Courts have expanded the warranty exposure of most contractors beyond the simple language of the law. Without a thorough understanding of the statutory warranty, contractors can find themselves at a significant disadvantage and exposed to expensive construction warranty claims. At MNCLS, we protect your rights as a contractor and make sure you are not held responsible for a claim that you are not liable for.
We can help you understand if your business is responsible for the issues reported under the warranty claim. From there, we will guide you through the resolution process (if applicable) or help you understand your rights as a contractor.
Even if the issue is not covered under the statutory warranty, am I still responsible for fixing it?
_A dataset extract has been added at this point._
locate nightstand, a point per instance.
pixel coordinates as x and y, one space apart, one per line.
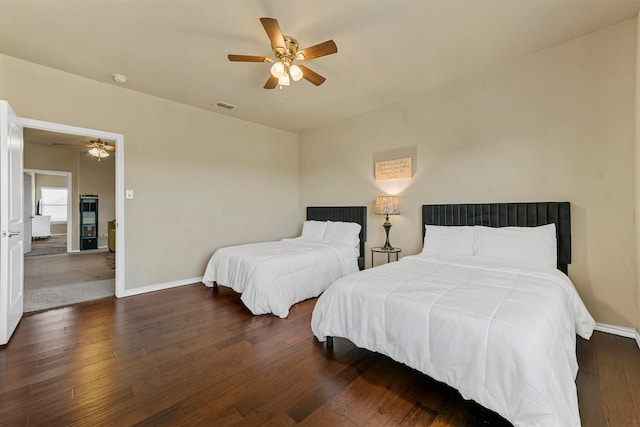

Ultimately, this is a business decision. Depending on the situation, it may be easier to complete the task than to dispute the claim. Doing so can strengthen your business reputation while preserving your relationship with the homeowner. Yet in some scenarios, if the cost of repair is too high and you are not responsible for the claim, you may choose not to do the repair.
The statutory warranty requires that you conduct an inspection and provide a plan of repair. If the inspection shows the claim is valid, the plan of repair must describe how and when the repair will be done. If the claim does not fall within the warranty, the written report must say so. The law has specific deadlines for completing the inspection and providing the plan of repair.
We can make sure your process for responding to a warranty claim meets your obligations to prevent the homeowner from filing a lawsuit.